Missing it disappointed me, so I followed the goings-on through a group page on Facebook. I looked at the pictures of people I hadn’t seen in years, listened to them talk about what a great time they had together. It looked like fun.

Turns out there was another guy from my class who didn’t go either. He wrote on the Facebook page about why he chose to stay away, and it got me thinking about the hurts we carry around with us and where they come from.

He said he didn’t come to the reunion because he didn’t feel particularly close to most of us. He’d lived on the north side of the river growing up. Apparently, among the kids who’d lived north of the river, there’d always existed a feeling that they didn’t belong.

In short, he said that the kids who lived north of the river felt like the poor relatives nobody wants to see show up for Thanksgiving dinner. A few of the people who’d also grown up on the north side chimed in, “Yeah. What he said.”

One woman, who finally decided to come back and make peace with the community she’d left behind years ago, said that she was pretty certain that none of the people gathered remembered that she had pretty much disappeared after our ninth grade year. Another commented that she was amazed at how many people didn’t realize that her parents had moved our senior year, and that she lived with another family all year.

What I found especially interesting, though, were the number of people who wrote to say that they had no idea such a division existed. They liked high school. They liked their classmates. And 30 years removed, they couldn’t for the life of them believe they had unwittingly treated their friends from the north side that way.

No, I mean they were sincerely shocked to learn about a division they hadn’t known existed.

I know, because I was a bit taken aback by the notion that such division existed. I didn’t know. Or, if I did know, I certainly couldn’t have so eloquently described the pain it caused as my north side friend did on the Facebook page.

If you’d asked me at the time, I would have said that our suburban high school experience was, if not perfect, then pretty close to it. I knew there were problems, but I would have said that we lived in a quiet and supportive community -- one that didn’t divide kids into classes based on their parents’ incomes or the vagaries of geographical location.

Apparently, though, my experience doesn’t adequately account for everyone else’s experience. It sounds foolish of me to say, but I guess I thought it did. Nothing quite like high school to remind you about your amazing capacity for being clueless.

I know people often decry high school as a nightmare of conformity, bullying, and just general awkwardness. But that wasn’t my story. Oh sure, I had my own problems with high school culture, but nothing that made me hate it. And though as an adult I know in my head this isn’t the case, I guess I blithely assumed everyone in my high school had a similar experience.

It occurs to me that we often take our personal experiences as the baseline for “normal.” We assume, in other words, that just because we happen not to be hurting at any given moment that everyone else is also doing fine.

But what if everybody else isn’t doing fine? What if my satisfying life is the outlier?

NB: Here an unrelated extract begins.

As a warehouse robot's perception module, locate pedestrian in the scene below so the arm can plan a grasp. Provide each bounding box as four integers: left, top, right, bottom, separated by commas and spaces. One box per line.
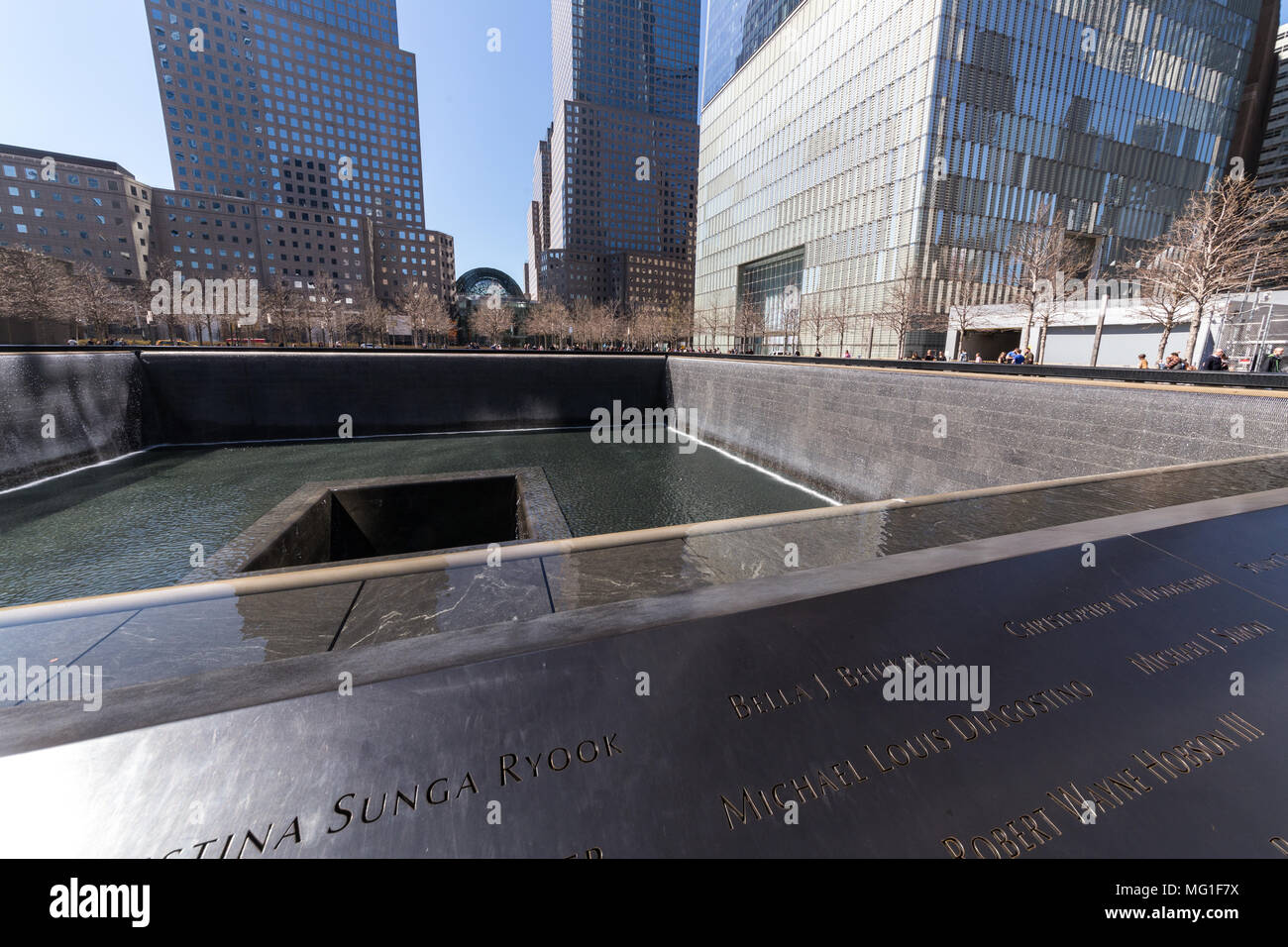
1199, 349, 1231, 371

Newsflash: Being male, middle class, and white confers a set of benefits that too often remain transparent to folks like me because our privilege places us at the center of American cultural life. We have the luxury of thinking that normal ought to be pegged to our experience of the world, because … why wouldn’t it be?

Although we’d be reluctant to say it out loud, people of privilege tend to believe that we are what the rest of the world would want to be if they knew what was good for them.

That’s a painful sentence for me to look at. But I’m not writing this in an attempt to reposition myself as a person of privilege who’s now at least self-aware in the way that all good liberals like to assume they are.

I’m writing this because those of us who are privileged and who claim to take Jesus seriously need to say it publicly in ways that hold us accountable for how we pursue a world where it’s not just the people born on the right side of the river who get to define what normal looks like.